Hasan Cemal, salı günkü köşesinde Muş Milletvekili Sırrı Sakık’ın mektubunu, ‘28 Şubat’ta size yapılanı bugün siz Kürtlere yapıyorsunuz’ başlığı altında yayımlamış. Aslında benzerlikler bir yana, her siyasi dönem ve çevrenin çok kendine özgü nedenleri olduğu için ben bu tür karşılaştırmalar yapmayı pek sevmem. Ayrıca, ne zaman bu türden karşılaştırmalar veya hatırlatmalar yapılsa, muhafazakâr kesim, ‘ama bizim silahla külahla işimiz yoktu’ diye çıkışırlar. ‘Ama biz de bu denli zulüm görmedik’ demek, nedense bugün Dersim’i tartışmaya açanların, nedense hiç akıllarına gelmez.
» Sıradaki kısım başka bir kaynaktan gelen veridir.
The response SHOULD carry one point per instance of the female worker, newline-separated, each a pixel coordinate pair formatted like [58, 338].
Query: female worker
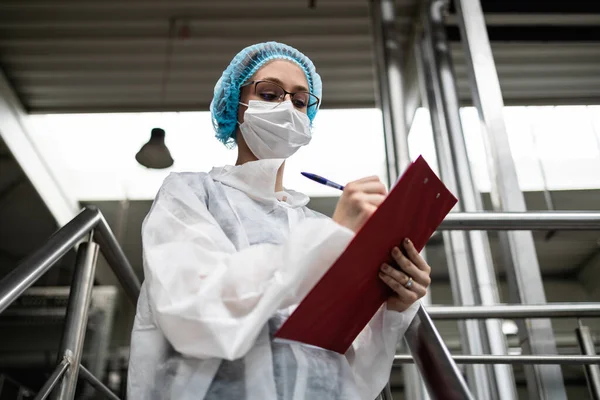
[229, 253]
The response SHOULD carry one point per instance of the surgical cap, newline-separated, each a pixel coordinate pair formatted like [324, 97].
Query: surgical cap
[224, 106]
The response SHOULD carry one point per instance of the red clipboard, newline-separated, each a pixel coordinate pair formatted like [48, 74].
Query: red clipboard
[341, 304]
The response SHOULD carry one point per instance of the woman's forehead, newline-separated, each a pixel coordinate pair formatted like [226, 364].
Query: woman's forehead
[286, 73]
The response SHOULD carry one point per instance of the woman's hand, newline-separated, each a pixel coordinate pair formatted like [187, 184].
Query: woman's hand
[409, 284]
[359, 200]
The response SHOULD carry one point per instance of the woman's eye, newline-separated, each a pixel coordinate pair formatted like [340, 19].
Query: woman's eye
[299, 103]
[269, 96]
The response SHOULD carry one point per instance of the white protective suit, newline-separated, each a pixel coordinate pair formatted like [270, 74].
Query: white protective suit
[226, 260]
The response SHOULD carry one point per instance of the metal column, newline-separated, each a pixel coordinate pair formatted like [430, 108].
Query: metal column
[455, 243]
[388, 62]
[77, 315]
[522, 266]
[469, 255]
[592, 372]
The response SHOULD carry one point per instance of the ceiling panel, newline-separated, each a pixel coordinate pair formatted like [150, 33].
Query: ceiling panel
[115, 55]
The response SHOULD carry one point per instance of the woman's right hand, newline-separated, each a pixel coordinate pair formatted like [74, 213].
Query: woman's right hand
[359, 200]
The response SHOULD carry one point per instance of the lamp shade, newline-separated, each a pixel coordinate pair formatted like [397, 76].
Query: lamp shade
[155, 154]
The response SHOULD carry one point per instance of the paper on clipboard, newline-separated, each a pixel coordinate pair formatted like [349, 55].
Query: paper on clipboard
[341, 304]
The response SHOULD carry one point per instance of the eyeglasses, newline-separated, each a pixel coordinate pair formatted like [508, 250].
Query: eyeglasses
[273, 93]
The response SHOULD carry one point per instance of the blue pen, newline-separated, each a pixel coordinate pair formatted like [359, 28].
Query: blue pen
[322, 180]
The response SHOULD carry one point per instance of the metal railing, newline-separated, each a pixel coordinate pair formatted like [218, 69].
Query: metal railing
[437, 366]
[88, 224]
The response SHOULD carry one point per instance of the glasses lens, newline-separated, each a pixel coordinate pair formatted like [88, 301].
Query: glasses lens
[270, 92]
[304, 100]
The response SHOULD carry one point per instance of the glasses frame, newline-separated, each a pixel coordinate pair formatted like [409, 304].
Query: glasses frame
[285, 92]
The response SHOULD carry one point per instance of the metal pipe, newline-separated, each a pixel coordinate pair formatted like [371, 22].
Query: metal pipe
[518, 248]
[468, 253]
[400, 359]
[97, 384]
[552, 310]
[56, 376]
[36, 265]
[390, 85]
[116, 258]
[77, 315]
[498, 221]
[440, 373]
[592, 372]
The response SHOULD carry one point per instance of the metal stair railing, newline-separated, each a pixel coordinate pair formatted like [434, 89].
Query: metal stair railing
[88, 224]
[437, 367]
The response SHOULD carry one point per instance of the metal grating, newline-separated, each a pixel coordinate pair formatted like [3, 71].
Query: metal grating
[111, 55]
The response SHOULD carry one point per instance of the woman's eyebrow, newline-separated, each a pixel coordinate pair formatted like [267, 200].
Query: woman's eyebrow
[299, 88]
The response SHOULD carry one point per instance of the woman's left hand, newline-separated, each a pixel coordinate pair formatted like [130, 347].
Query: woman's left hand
[409, 284]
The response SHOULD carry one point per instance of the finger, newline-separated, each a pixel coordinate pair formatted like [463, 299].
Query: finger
[415, 256]
[374, 199]
[409, 268]
[370, 187]
[405, 295]
[393, 273]
[419, 289]
[403, 279]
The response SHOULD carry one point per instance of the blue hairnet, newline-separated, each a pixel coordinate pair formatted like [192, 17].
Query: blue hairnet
[224, 106]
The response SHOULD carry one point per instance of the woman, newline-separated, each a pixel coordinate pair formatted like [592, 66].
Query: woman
[229, 253]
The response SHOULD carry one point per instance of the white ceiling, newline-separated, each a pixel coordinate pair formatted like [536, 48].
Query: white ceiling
[114, 55]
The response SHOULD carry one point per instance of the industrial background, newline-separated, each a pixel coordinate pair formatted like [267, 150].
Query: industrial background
[68, 56]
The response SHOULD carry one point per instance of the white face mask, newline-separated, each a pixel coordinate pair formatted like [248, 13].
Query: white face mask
[274, 132]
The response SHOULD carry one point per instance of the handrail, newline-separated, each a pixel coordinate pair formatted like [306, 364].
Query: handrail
[436, 366]
[59, 244]
[517, 359]
[422, 337]
[512, 221]
[551, 310]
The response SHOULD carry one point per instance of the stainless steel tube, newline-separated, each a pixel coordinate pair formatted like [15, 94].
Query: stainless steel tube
[56, 376]
[99, 386]
[116, 258]
[530, 360]
[469, 257]
[556, 310]
[576, 221]
[77, 315]
[592, 372]
[442, 377]
[34, 266]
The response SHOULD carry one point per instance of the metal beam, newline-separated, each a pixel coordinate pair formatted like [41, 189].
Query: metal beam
[549, 310]
[519, 249]
[14, 133]
[460, 264]
[400, 359]
[77, 315]
[389, 67]
[473, 277]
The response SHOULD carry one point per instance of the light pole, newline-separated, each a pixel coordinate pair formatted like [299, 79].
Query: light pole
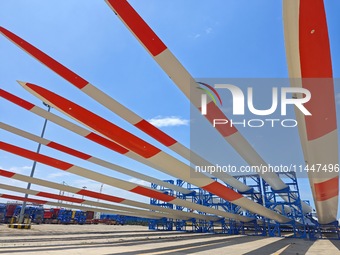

Doksanlı yıllardaki tavır gibi
Her şeye rağmen, ne acıdır ki, doksanlı yıllarda İslamcılık ve İslamcılara karşı gösterilen tavır ile bugün Kürt siyasi çevrelerine karşı gösterilen tavır, zaman zaman fazlasıyla birbirine benziyor. Bu benzerliklere ilişkin hafızama takılan o kadar çok örnek var ki, bazen aklıma düşüyor. Sakık’ın mektubunu görünce, o dönem yaşananlara tepki olarak yazdığım bazı yazılara baktım.
O zaman da konu dönmüş dolaşmış, ‘demokrat aydınların’ tutumlarına da gelmişti; önce Milliyet’e, ‘Zor zamanda demokrat olmak’ başlıklı yorum yazımdan (13 Mart 1997) başlayayım. Diyorum ki, “...Hal böyle iken, sabah akşam sistem eleştirisi yapanların birçoğu da dahil olmak üzere, toplumda birçok çevrenin demokratik işleyişin kabul edilemez biçimde sınırlandırılması anlamına gelecek karşısında tepki göstermemesi, ancak demokrasinin bu toplumda hiç olgunlaşmamış olduğunun işareti olabilir... Diyalog imkânları aramak yerine bunları yok etmeye çalışmak, diyalogsuzluğa varan ortamda sırtını devlete, orduya dayandırarak sorunları çözmeye çalışmak, bu ülkede demokratik süreci ciddi bir şekilde zaafa uğratmaktadır.”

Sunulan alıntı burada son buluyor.